The non-pottery artifacts found at an archaeological site can provide useful cultural context as well as a glimpse into the domestic tasks performed at a site; ceremonial or religious activities; recreational activities; and clothing or personal adornment.

Some of the most prominent and diagnostic non-pottery artifacts are presented here in more detail:

| Material | Description | Image | Qty | Function / use | Comments / associations |
|---|---|---|---|---|---|
| Chipped stone | Small triangular points (aka Madison points) | Projectile points | 24 | Hunting/fishing/warfare | Also known as “arrowheads”; are thought to be arrow-tips for bows-and-arrows. The usage of the bow-and-arrow seems to have greatly increased during the Late Woodland, probably as a result of increased conflict. |
| Chipped stone | Biface blades/knives | Biface knives | 1 whole, 12 fragmentary | Domestic function / cutting applications | Typical of Upper Mississippian sites, particularly Huber and Oneota (Orr focus) |
| Chipped stone | End scraper | End scrapers | 92 | Domestic function / processing wood or hides | Typical of Upper Mississippian sites, particularly Huber and Oneota (Orr focus); at Midway they are far more numerous than projectile points |
| Stone | Arrow shaft straightener | Sandstone abraders | 4 | Domestic function / straightening arrow shafts for bows-and-arrows | Typical at Upper Mississippian sites |

== Orr focus ==
The Orr focus is a regional manifestation of the Upper Mississippian Oneota cultures which were present throughout the American Midwest in the late Prehistoric and Protohistoric to early Historic periods. The subsistence base of the Orr focus people, like most Upper Mississippians, was primarily agricultural supplemented by hunting, fishing and gathering.

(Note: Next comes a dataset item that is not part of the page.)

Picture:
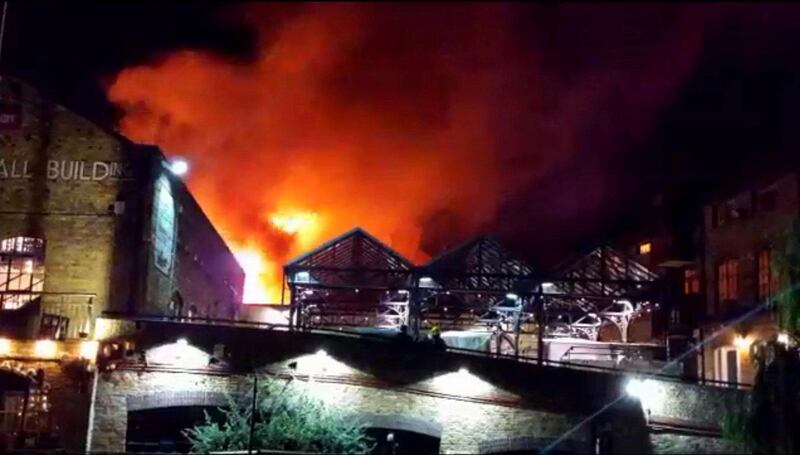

The Orr focus is distinctive from other Oneota Foci mainly in terms of the pottery which is based on rectilinear (instead of curvilinear) decoration and frequent notching on the lip. This pottery was first noted at the Upper Iowa River Oneota Site Complex and was designated Allamakee Trailed.

It has been pointed out that the Huber Phase pottery (from the Chicago area) very closely resembles Orr focus. Specifically, Huber Trailed is thought to be a very similar type to Allamakee Trailed. Huber Trailed has rectilinear patterns, lip notching and very similar vessel form to Allamakee Trailed. A detailed comparison of pottery from a Huber site (Oak Forest) and at the Midway site did reveal some differences between them: the lips on Orr pottery were almost always rounded, which Huber lips could be rounded, flattened or beveled; the rim profiles on the Orr pottery were almost always vertical while the Huber pottery more often had inward or outward curve; the Huber necks were more often angular while the Orr necks were more often curved; and trailed lines were more often to be combined with punctate decoration on Orr than Huber.

Both Orr focus and Huber have been dated to the late Prehistoric to Protohistoric to early Historic periods. European trade goods have been recovered from the Upper Iowa River Oneota Site Complex, but not from Midway. Therefore, it is thought that Midway is slightly older than the Iowa River sites. There are no radiocarbon dates from Midway, but Gibbon estimated the occupation to be around A.D. 1500.

The Orr focus sites are located in the same area that the early French explorers and fur traders found the Ioway Native American tribe. Archaeologists are in general agreement that the Orr Phase pottery represents the Prehistoric cultural remains of the Ioway tribe, as well as the closely related Otoe tribe.

== Significance ==
The Midway Site is a late Oneota site affiliated with the Orr focus. The pottery at Orr focus sites differs from earlier Oneota such as Koshkonong focus and Grand River focus based on details in the pottery; Orr focus pottery has fine incised straight line decoration on smooth surface, compared to the earlier forms which are based on curvilinear patterns with wider lines.

The evidence from plant and animal remains was not enough to make a firm determination on the seasonality of occupation at Midway, but based on the presence of a bison scapula hoe and cultivated plants (maize and beans) it was thought to be at least a semi-sendentary village site, if not year-round.